Schaepe, Karen Sue. (2011). Bad news and first impressions: Patient and family caregiver accounts of learning the cancer diagnosis. Social Science & Medicine, 73(6), 912-921. doi:



    1. Got it in one, John. I imagine that’s much of what doctors did before we had effective analgesia. And what nurses and partners and children and all those others around a person. When pain was part of life, I wonder if we gave it as much attention?

      1. Bronnie, your response made me think of “imaginability” and its centrality to empathy.

      2. Yes.
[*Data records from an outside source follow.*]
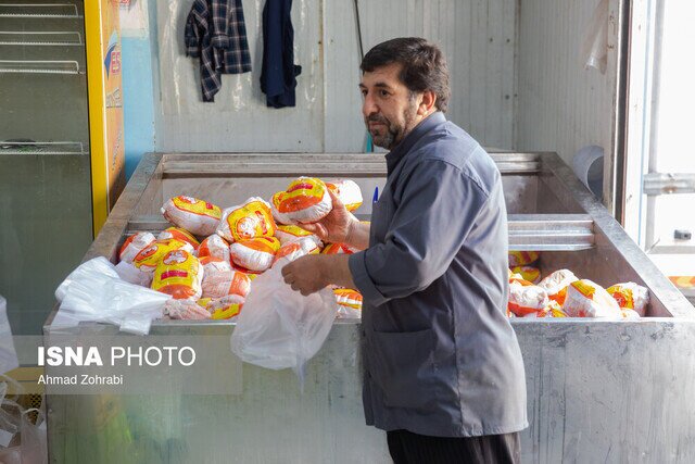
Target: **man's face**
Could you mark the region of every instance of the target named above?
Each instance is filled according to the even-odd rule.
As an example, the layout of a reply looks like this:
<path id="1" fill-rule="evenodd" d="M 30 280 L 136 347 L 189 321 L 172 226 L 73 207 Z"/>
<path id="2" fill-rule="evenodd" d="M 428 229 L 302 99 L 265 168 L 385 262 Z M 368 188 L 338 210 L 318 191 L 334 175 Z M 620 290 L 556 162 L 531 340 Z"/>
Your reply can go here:
<path id="1" fill-rule="evenodd" d="M 421 96 L 412 95 L 399 78 L 401 64 L 392 63 L 362 75 L 362 114 L 374 145 L 393 149 L 422 120 Z"/>

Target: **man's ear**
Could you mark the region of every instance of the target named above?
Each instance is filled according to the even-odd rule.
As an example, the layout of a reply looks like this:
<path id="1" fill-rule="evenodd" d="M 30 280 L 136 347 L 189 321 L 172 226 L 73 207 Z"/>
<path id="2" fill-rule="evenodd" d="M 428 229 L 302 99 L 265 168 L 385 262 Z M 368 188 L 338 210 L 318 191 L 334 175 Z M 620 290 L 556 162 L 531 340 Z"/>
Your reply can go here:
<path id="1" fill-rule="evenodd" d="M 434 103 L 437 103 L 437 95 L 434 95 L 432 90 L 424 91 L 422 100 L 417 108 L 417 114 L 425 117 L 429 116 L 437 111 L 437 106 L 434 106 Z"/>

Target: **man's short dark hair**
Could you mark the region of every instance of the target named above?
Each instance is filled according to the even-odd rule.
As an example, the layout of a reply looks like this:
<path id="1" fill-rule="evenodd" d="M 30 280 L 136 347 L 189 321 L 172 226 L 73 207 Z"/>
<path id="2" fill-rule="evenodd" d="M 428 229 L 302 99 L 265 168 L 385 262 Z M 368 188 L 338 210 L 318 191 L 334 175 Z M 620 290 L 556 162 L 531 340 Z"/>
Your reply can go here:
<path id="1" fill-rule="evenodd" d="M 359 67 L 369 73 L 391 63 L 403 66 L 399 77 L 410 92 L 431 90 L 437 96 L 437 109 L 446 112 L 448 67 L 439 47 L 419 37 L 387 40 L 369 50 Z"/>

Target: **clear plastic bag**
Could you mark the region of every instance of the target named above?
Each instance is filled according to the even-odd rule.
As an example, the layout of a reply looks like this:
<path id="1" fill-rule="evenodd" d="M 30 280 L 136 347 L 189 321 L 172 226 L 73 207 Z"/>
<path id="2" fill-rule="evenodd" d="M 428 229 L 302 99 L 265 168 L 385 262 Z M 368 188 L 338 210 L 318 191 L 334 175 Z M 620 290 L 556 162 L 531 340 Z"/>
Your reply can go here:
<path id="1" fill-rule="evenodd" d="M 0 297 L 0 374 L 18 367 L 17 353 L 12 341 L 12 328 L 7 313 L 8 302 Z"/>
<path id="2" fill-rule="evenodd" d="M 324 344 L 337 314 L 333 292 L 308 297 L 282 279 L 281 259 L 253 281 L 231 334 L 231 351 L 242 361 L 270 369 L 291 367 L 304 383 L 304 368 Z"/>
<path id="3" fill-rule="evenodd" d="M 123 331 L 148 334 L 152 321 L 162 317 L 164 303 L 170 297 L 122 280 L 114 266 L 104 266 L 102 260 L 105 259 L 96 258 L 81 264 L 61 284 L 56 296 L 65 286 L 64 297 L 52 325 L 73 327 L 83 321 L 103 322 L 118 325 Z"/>

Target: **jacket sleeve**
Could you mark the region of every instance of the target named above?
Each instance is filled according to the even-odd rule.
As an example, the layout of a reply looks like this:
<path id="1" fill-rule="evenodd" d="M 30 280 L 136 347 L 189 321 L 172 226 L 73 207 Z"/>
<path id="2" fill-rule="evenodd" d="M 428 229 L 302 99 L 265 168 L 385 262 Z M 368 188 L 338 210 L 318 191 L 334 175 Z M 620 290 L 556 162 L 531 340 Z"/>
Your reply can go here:
<path id="1" fill-rule="evenodd" d="M 426 289 L 448 268 L 488 200 L 488 192 L 444 161 L 413 172 L 384 242 L 350 256 L 353 280 L 378 306 Z"/>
If it’s hard to imagine what it might be like to live with pain, the experience becomes one of trying to avoid thinking about it, or of obsessing over it.
        I also think there’s something about identity in here too – when people with chronic pain look for ways to abolish pain, part of the desire is to “return to normal”, rather than integrating the changes wrought by pain into a new sense of self. Health professionals too need to look for ways to form and re-form their identity. If the professional identity is all about cure, finding the cause, being the hero, it’s far more difficult to reconcile with an identity that accepts things the way they are, that makes room for experiencing things without trying to change the nature of them, of caring with rather than for.

  1. Yes, but if one can imagine the pain experience of another person, it may be so distressing an experience that the dark side of empathy (“negempathy”) springs into being. The clinician then needs to deal with his or her own experience before being in a position to comfort the person in pain.

    1. I wonder that this isn’t taught at medical school – partly it’s about professionalism, partly about boundaries, partly about maturity, and emotional maturity at that. I’ve found that mindfulness is an effective way to recognise that another is experiencing something distressing, acknowledging this, but not getting caught up in judging it as good, bad or indifferent. Just noticing it and responding with compassion.

      1. Bronnie, I don’t know the answer to this question. But it is worth pursing. I think the Pain Medicine community has an opportunity to lead the way, much to the benefit of Medicine as a whole.

  2. I think there is a delicate balance between compassion (this sucks) and realistic expectations (I can’t fix this – just accept it) that a clinician needs to work up to in a therapeutic relationship. “Change” can be the dirty word to be avoided. But acceptance isn’t quite the right word either. Acknowledgement may be the most appropriate emotion for both clinician and patient to come to an agreement about. -nancy

  3. Hi,,
    I have been wondering about the moment of choice when a health professional makes the decision to engage with someone wih chronic pain or to turn away from them, to share and provide support at the moment of acknowlegdement or to come in with an intervention or a solution, or to refer on. Also how these moments are negotiated and whether they take into consideration the experience of the other or indeed our own experience. This is the therapeutic encounter and I am interested in what causes health professionals to make these decisions. My working assumption is it has a lot more to do with us then it does with them and as John says to manage ourselves in these moments may make all the difference between a satisfying encounter and a non-satisfying encounter. It is great to see these areas elucidated.